Pipeline Antipattern: Uber-Binary

Pipelining inter-dependent applications as uber-binaries is unscalable

Achieving the Continuous Delivery of an application is a notable feat in any organisation, but how do we build on such success and pipeline more complex, inter-dependent applications? In Continuous Delivery, Dave Farley and Jez Humble suggest an Integration Pipeline architecture as follows:

Integration Pipeline

In an Integration Pipeline, the successful commit of a set of related application binaries triggers their packaging as a single releasable binary. That binary then undergoes the normal test-release cycle, with an increased focus upon fast feedback and visibility of binary status.

Although Eric Minick’s assertion that this approach is “broken for complex architectures” seems overly harsh, it is true that its success is predicated upon the quality of the tooling, specifically the packaging implementation.

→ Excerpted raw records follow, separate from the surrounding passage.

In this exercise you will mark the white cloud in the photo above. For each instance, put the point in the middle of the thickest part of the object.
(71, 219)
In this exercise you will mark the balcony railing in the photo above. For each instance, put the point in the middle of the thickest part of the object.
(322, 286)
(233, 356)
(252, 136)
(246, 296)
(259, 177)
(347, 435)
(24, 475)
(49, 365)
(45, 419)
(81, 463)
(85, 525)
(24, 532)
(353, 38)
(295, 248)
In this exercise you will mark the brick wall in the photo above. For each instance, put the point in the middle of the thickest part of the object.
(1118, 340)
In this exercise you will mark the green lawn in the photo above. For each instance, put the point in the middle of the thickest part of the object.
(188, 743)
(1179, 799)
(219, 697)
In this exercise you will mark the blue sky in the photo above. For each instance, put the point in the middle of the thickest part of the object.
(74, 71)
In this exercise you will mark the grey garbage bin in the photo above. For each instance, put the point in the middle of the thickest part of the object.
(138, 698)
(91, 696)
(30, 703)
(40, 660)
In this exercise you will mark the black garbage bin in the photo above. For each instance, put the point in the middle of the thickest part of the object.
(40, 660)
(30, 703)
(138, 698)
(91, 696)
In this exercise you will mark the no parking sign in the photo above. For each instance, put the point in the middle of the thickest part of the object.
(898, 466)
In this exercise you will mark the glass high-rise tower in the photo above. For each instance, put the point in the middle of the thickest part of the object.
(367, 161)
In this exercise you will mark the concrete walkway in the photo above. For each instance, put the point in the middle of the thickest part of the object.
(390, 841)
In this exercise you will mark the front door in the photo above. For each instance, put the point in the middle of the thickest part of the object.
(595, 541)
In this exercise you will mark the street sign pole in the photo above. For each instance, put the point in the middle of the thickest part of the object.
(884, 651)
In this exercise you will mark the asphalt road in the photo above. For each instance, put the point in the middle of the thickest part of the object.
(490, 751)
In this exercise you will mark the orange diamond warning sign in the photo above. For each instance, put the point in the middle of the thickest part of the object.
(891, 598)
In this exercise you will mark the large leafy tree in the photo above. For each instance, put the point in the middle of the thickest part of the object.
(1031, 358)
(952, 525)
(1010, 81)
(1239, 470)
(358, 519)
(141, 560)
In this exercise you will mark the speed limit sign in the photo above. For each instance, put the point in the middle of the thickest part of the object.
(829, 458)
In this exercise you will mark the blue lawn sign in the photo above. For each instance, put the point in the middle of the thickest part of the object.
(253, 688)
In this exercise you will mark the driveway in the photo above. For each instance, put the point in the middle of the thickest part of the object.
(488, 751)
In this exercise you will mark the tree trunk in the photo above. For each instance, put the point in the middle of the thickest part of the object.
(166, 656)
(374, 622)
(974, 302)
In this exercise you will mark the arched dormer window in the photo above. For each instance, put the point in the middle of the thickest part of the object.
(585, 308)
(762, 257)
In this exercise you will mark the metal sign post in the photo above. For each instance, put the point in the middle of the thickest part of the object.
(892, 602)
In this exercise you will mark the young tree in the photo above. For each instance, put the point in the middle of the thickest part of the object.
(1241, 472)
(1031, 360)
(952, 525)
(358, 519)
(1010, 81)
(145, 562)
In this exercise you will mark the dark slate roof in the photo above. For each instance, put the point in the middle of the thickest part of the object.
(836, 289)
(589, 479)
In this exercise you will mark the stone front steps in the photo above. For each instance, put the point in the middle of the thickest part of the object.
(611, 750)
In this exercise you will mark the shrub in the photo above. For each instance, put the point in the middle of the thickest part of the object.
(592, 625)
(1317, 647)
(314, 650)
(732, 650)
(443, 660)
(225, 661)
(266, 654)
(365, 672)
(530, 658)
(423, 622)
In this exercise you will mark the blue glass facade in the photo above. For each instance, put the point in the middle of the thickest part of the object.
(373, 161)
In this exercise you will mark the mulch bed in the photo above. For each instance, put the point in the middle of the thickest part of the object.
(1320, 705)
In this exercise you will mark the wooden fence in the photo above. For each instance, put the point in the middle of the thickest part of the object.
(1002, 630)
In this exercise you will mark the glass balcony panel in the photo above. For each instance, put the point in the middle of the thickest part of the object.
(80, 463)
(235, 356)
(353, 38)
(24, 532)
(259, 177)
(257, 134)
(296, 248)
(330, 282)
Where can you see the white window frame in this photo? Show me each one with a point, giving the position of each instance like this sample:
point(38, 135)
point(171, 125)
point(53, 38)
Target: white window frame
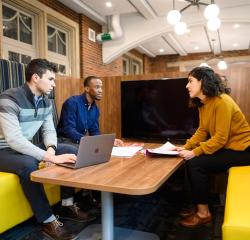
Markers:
point(44, 15)
point(16, 45)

For example, a common approach is the Uber-Binary (also known as Build Of Builds or Mega Build), where an archive is created containing the application binaries and a version manifest. This suffers from a number of problems:

  • Inconsistent release mechanism. The binary deploy process (copy) differs from the uber-binary deploy process (copy and unzip)
  • Duplicated binary persistence. Committing an uber-binary to the binary repository re-commits the constituent binaries within the archive
  • Lack of version visibility. The version manifest must be extracted from the uber-binary to determine constituent versions
  • Non-incremental release mechanism. An uber-binary cannot easily diff constituent versions and must be fully extracted to the target environment

Of the above, the most serious problem is the barrier to incremental releases, as it directly impairs pipeline scalability. As the application estate grows over time in size and/or complexity, an inability to identify and skip the re-release of unchanged application binaries can only increase cycle time.

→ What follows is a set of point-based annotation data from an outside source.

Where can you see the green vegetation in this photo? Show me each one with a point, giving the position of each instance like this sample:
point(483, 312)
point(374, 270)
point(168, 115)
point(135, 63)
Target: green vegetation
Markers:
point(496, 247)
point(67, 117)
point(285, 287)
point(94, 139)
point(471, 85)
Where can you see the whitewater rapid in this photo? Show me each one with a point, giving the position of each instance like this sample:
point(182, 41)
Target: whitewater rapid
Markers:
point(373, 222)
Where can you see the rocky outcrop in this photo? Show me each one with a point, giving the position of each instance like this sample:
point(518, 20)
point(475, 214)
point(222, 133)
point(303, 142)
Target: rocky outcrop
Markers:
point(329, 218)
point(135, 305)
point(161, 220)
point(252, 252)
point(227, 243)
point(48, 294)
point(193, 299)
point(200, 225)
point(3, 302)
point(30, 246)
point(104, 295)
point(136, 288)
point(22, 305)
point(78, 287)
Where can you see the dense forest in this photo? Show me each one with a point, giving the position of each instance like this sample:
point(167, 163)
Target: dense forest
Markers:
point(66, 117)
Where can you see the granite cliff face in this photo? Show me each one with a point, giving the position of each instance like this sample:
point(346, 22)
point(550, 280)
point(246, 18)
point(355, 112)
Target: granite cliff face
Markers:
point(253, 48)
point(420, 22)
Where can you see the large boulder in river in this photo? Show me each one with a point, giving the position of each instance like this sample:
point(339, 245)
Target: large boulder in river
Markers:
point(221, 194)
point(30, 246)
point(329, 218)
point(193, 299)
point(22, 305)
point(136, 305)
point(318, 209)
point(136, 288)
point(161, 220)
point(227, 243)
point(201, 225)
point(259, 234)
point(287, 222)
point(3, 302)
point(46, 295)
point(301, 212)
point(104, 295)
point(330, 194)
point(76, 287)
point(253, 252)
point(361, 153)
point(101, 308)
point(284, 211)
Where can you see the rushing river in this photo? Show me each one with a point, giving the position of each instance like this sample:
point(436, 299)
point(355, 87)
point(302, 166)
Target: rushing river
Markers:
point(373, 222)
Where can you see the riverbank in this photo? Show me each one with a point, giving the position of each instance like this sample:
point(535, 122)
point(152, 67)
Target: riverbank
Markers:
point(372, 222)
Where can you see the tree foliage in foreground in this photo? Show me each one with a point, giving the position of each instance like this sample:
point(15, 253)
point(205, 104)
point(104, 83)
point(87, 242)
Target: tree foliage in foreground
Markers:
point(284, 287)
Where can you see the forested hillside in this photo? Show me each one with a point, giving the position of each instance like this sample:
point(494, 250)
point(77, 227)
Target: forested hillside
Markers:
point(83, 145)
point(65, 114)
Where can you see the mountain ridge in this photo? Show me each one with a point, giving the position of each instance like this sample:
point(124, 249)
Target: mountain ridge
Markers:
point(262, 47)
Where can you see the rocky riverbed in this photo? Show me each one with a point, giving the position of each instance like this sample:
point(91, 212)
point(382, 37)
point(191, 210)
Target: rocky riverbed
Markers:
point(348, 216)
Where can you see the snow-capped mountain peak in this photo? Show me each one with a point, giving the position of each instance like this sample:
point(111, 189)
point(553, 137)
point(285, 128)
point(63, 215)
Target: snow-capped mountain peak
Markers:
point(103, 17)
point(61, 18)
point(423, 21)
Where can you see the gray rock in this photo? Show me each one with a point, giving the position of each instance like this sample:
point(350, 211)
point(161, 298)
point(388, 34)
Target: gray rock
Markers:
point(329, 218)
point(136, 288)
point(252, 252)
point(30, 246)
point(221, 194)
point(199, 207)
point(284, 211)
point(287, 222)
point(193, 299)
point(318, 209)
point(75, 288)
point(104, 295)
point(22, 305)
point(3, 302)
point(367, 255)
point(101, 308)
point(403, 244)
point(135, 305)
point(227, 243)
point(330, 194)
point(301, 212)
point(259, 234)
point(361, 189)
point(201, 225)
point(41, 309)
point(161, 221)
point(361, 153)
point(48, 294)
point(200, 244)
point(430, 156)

Returning to the intent of the Integration Pipeline architecture, we simply require a package that expresses the relationship between the related application binaries. In an uber-binary, the value resides in the version manifest – so why not make that the binary?

Tags: , ,

4 comments

  1. Jez Humble’s avatar

    In an Integration Pipeline, the successful commit of a set of related application binaries triggers their packaging as a single releasable binary.

    You’ve rather put words into our mouth there. What we actually say is (p361) “The first stage of the integration pipeline should create a package (or packages) suitable for deployment by composing the appropriate collections of binaries.”

    Admittedly that’s a short and ambiguous sentence. But what we were trying to imply is that if, for example, your app is installed as an RPM or set of RPMs, this is where you might create them and the various dependency metadata in them to ensure the correct versions get installed at runtime.

    The main thrust of Eric Minick’s post, as I understand it, is that you shouldn’t create an “uber build” and instead tag the various binaries – I believe the key sentence is “But rather than retrieve and assemble those related components into a final application in as part of a super build, we instead, use a release set to logically collect the component versions.” I think that’s an absolutely valid approach, partly for the reasons you describe. We don’t address which approach you should take or indeed discuss this issue at all in the book.

    I should point out though that a good counterexample to this approach is Facebook, who do appear to create an uber-build: http://techcrunch.com/2011/05/30/facebook-source-code/

  2. Steve Smith’s avatar

    Eric’s approach of a “release set” appears to be similar to my approach, it’ll be interesting to see how and where they differ once I’ve written it up.

    I’d forgotten about the Facebook counter-example, and it’s a good one. My understanding is that they release an enormous uber-binary and manage a ridiculous number of feature toggles. It clearly works for them, but I’d interested to hear more – on their versioning strategy, for example.

  3. Eric Minick’s avatar

    Looking forward to the write-up Steve.

    From what I’ve seen so-far it looks like you may have a file with the manifest. We’re using a relational database to track our “snapshots”. Seems like we may be seeing some philosophical convergence though.

    It’s needed. Deployment time dependencies are a mess out there.

  4. Steve Smith’s avatar

    Hi Eric, I agree that architectural convergence is likely. Any quibbling will likely be over implementation. Getting some information out there is important, there aren’t many CD experience reports that venture beyond single application pipelines.

Comments are now closed.